Properties and damage evolution of open-hole carbon fiber-reinforced composite laminates without/with MWCNTs during tensile damage were monitored by a complementary technology combining acoustic emission, digital image correlation and finite elements analysis. Meanwhile, the AE signals can be post-processed by fuzzy C-Means. It was concluded that adding amount of MWCNTs can reduce the stress concentration, improve the strength and fracture interface stiffness of laminate specimens and prevent the evolution of micro-cracks. The AE signals are concentrated in three areas: 23-74 kHz (matrix cracking), 82-120 kHz (fiber pull-out and delamination), 120-190 kHz (fiber breakage), respectively. An enhancement of properties of materials is obtained correspondingly due to the addition of MWCNTs into matrix. The number and amplitude of AE signals corresponding to matrix cracking produced by the specimen without MWCNTs are much larger than that of the specimen with MWCNTs, indicating that the damage degree of matrix cracking for the specimen without MWCNTs is more serious. The properties and damage evolution of composites can be studied from experimental research and numerical simulation, respectively.

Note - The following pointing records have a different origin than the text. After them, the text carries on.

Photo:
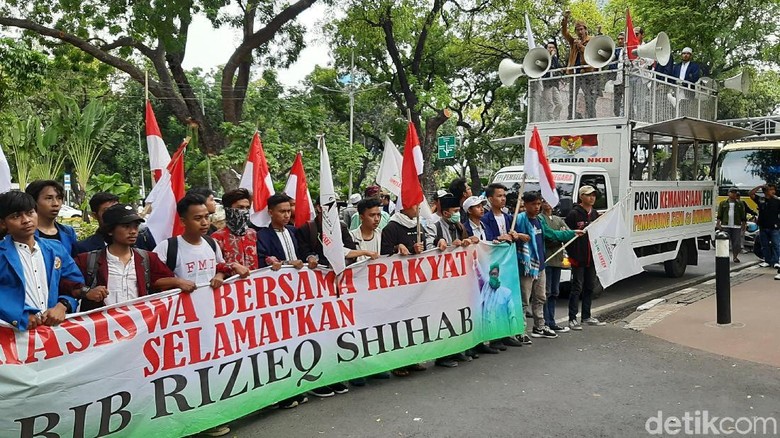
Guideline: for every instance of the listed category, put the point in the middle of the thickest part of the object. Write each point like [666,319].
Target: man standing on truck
[768,223]
[732,218]
[583,272]
[577,65]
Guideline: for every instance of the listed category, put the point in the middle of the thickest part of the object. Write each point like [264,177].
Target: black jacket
[309,237]
[394,234]
[579,250]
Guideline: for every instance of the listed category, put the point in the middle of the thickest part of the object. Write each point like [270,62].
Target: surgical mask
[237,220]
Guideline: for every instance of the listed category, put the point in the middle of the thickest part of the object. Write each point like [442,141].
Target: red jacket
[157,271]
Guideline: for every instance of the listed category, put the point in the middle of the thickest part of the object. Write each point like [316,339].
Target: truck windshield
[747,168]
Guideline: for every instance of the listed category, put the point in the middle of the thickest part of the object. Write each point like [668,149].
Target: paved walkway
[688,317]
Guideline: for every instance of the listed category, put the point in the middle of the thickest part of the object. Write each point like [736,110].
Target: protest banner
[173,364]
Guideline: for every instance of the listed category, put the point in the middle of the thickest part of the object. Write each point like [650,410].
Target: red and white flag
[536,166]
[163,222]
[158,153]
[257,179]
[411,189]
[298,188]
[632,41]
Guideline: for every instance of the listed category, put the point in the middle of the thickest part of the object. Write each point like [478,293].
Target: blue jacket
[491,227]
[91,243]
[59,266]
[68,237]
[692,74]
[269,245]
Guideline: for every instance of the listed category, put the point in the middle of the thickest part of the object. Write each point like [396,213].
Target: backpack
[92,257]
[173,250]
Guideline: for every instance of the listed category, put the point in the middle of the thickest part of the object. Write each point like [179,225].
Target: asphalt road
[605,381]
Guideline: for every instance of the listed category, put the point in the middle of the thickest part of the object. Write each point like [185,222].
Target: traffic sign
[447,147]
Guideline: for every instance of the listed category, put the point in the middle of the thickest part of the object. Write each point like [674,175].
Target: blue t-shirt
[539,241]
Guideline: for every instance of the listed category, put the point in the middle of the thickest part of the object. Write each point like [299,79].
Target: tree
[155,34]
[88,132]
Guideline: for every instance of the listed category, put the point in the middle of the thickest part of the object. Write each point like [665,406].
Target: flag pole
[519,199]
[419,232]
[575,237]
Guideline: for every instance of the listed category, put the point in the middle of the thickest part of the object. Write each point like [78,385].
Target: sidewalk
[688,317]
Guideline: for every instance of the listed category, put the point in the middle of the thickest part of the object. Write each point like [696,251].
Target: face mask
[237,220]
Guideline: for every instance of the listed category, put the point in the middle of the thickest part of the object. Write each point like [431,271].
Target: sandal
[401,372]
[417,367]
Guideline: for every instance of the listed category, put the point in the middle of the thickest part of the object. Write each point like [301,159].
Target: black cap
[120,214]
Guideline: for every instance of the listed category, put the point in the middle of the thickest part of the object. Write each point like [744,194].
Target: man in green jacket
[732,218]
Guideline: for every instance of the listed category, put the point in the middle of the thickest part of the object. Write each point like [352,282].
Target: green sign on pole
[447,147]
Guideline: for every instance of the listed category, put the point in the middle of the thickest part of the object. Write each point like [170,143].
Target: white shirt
[478,230]
[684,69]
[501,224]
[287,244]
[36,285]
[374,244]
[196,263]
[122,280]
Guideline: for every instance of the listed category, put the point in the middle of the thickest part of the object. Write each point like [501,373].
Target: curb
[660,293]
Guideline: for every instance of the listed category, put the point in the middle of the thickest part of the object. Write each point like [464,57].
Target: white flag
[332,245]
[5,173]
[613,255]
[389,176]
[528,34]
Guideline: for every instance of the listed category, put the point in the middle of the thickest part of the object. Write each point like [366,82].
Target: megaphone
[509,71]
[599,51]
[659,49]
[740,82]
[704,87]
[537,62]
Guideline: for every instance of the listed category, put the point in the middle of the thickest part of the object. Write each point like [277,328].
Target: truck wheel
[675,268]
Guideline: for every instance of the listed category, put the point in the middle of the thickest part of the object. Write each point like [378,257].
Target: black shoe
[446,362]
[511,342]
[461,357]
[339,388]
[322,392]
[358,382]
[543,332]
[486,349]
[498,345]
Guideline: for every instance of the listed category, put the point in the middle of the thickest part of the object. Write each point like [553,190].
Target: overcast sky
[209,47]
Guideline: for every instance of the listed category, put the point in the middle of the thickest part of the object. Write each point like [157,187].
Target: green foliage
[114,183]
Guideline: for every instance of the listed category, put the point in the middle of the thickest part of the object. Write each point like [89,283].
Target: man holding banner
[583,270]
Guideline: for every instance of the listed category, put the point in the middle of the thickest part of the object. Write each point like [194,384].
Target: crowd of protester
[47,273]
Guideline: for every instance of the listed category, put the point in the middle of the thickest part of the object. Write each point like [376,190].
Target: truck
[632,150]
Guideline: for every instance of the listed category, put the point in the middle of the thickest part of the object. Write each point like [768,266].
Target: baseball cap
[120,214]
[587,190]
[471,201]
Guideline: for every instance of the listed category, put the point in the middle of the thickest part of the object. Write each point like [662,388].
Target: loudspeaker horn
[740,82]
[537,62]
[659,49]
[599,51]
[509,71]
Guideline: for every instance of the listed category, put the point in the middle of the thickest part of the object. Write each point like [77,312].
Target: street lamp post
[351,90]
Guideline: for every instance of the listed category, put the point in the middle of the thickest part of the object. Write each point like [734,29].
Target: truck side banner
[174,364]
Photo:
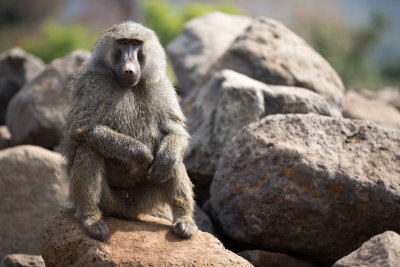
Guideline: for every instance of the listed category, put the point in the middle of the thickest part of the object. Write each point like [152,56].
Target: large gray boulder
[381,250]
[230,101]
[269,52]
[34,186]
[308,185]
[261,258]
[5,137]
[16,68]
[202,42]
[145,242]
[390,95]
[358,106]
[36,115]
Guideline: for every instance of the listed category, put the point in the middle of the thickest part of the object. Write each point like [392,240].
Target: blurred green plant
[348,49]
[56,40]
[168,21]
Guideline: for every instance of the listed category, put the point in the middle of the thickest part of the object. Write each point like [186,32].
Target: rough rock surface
[308,185]
[381,250]
[228,102]
[202,42]
[16,68]
[5,137]
[146,242]
[22,260]
[357,106]
[34,187]
[260,258]
[269,52]
[36,114]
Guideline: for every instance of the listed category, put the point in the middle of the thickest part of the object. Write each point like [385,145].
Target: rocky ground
[290,170]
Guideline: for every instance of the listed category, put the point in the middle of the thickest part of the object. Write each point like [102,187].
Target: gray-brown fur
[125,144]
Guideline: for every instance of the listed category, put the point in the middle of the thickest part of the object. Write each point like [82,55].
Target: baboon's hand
[162,169]
[97,229]
[146,157]
[184,227]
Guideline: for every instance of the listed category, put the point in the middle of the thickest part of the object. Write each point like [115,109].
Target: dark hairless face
[128,58]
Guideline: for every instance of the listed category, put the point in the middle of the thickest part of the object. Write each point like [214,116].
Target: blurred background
[359,38]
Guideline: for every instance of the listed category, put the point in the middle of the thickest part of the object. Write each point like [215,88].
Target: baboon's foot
[184,227]
[97,229]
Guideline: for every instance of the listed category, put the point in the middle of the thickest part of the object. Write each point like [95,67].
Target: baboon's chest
[135,117]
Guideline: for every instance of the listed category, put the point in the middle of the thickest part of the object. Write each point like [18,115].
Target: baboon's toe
[98,230]
[184,228]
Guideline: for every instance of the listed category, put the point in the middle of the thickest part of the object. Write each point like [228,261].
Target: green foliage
[390,72]
[57,41]
[348,49]
[168,22]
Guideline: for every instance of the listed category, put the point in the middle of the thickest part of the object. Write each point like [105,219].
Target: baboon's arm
[116,145]
[170,152]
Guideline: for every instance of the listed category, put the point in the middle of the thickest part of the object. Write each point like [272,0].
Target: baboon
[125,134]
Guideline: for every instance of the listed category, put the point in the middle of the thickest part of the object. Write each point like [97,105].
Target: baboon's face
[127,58]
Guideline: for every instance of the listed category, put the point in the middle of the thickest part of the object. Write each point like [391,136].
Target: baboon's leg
[87,186]
[141,200]
[179,194]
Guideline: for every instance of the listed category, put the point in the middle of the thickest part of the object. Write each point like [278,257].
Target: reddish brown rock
[22,260]
[145,242]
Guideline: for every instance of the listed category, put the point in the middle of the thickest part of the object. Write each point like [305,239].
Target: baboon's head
[131,51]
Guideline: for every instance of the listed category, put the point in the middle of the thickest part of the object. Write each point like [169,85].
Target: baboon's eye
[136,42]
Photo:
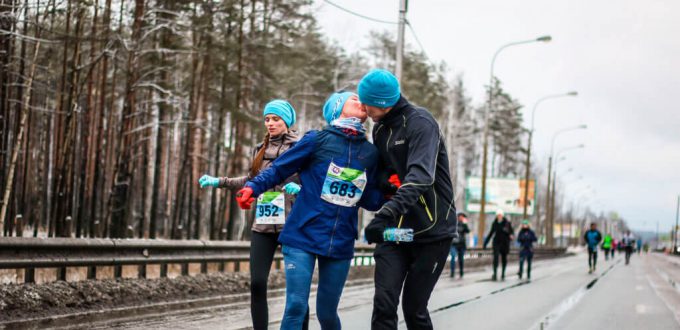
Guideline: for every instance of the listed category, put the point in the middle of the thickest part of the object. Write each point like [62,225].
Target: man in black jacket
[502,233]
[411,146]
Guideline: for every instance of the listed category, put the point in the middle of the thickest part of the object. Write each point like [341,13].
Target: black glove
[384,184]
[374,230]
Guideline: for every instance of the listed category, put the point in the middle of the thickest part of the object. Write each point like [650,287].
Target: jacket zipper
[337,214]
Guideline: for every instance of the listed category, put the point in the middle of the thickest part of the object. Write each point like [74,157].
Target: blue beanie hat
[282,109]
[379,88]
[333,107]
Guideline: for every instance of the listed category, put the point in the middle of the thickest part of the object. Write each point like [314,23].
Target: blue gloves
[207,180]
[292,188]
[398,235]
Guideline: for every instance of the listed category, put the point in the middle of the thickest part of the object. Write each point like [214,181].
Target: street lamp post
[482,209]
[549,234]
[528,161]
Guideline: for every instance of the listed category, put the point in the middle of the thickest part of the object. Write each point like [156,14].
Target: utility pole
[675,230]
[548,221]
[403,7]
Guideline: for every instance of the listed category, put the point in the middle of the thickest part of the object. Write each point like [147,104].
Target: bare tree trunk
[123,178]
[24,115]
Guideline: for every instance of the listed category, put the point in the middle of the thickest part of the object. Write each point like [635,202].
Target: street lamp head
[544,39]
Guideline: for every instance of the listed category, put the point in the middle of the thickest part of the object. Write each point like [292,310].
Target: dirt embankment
[27,301]
[21,301]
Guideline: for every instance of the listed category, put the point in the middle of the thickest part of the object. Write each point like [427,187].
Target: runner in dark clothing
[411,146]
[502,233]
[458,245]
[628,242]
[592,238]
[526,238]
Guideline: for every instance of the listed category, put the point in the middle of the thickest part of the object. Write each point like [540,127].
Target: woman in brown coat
[272,206]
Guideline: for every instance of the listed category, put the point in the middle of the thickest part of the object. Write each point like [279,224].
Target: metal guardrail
[61,253]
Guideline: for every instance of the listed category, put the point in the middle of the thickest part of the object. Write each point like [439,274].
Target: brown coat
[276,147]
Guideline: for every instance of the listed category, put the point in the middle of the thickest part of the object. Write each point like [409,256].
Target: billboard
[501,193]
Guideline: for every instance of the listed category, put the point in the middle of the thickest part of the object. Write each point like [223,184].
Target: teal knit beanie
[282,109]
[379,88]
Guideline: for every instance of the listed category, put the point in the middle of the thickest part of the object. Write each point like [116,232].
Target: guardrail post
[92,273]
[164,270]
[29,275]
[141,271]
[61,274]
[67,227]
[19,225]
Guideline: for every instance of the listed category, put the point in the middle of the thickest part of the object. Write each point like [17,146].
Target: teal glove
[398,235]
[207,180]
[292,188]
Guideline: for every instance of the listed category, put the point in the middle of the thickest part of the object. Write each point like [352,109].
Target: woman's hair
[257,161]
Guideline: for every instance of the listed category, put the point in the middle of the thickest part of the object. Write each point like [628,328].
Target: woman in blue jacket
[526,239]
[337,169]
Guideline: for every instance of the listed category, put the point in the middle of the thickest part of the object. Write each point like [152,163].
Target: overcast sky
[622,56]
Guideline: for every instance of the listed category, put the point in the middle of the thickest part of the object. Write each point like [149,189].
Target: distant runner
[628,240]
[502,233]
[592,238]
[526,238]
[607,246]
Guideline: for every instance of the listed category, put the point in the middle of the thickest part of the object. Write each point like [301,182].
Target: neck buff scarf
[351,126]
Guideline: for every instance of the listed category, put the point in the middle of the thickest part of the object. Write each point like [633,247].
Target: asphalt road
[561,295]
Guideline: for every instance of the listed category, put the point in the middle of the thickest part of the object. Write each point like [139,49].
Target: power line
[359,15]
[415,36]
[413,31]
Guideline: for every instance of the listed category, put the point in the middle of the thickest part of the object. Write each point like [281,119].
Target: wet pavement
[561,295]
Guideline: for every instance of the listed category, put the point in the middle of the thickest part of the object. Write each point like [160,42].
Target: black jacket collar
[395,116]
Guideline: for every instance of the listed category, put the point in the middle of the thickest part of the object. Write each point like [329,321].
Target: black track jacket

通过结合声发射，数字图像相关性和有限元分析的补充技术，可以监测无/有MWCNT的无孔碳纤维增强复合材料层压板的性能和损伤演变。同时，可以通过模糊C均值对AE信号进行后处理。结论是，添加多壁碳纳米管可以降低应力集中，提高层压材料的强度和断裂界面刚度，并防止微裂纹的产生。AE信号集中在三个区域：分别为23-74 kHz（矩阵开裂），82-120 kHz（光纤拉出和分层），120-190 kHz（光纤断裂）。通过将MWCNT添加到基质中，相应地获得了材料性能的增强。与不带碳纳米管的样品相比，与不带碳纳米管的样品产生的基体开裂对应的声发射信号的数量和幅度要大得多，这表明不带碳纳米管的样品对基体开裂的破坏程度更为严重。复合材料的性能和损伤演化可以分别通过实验研究和数值模拟来研究。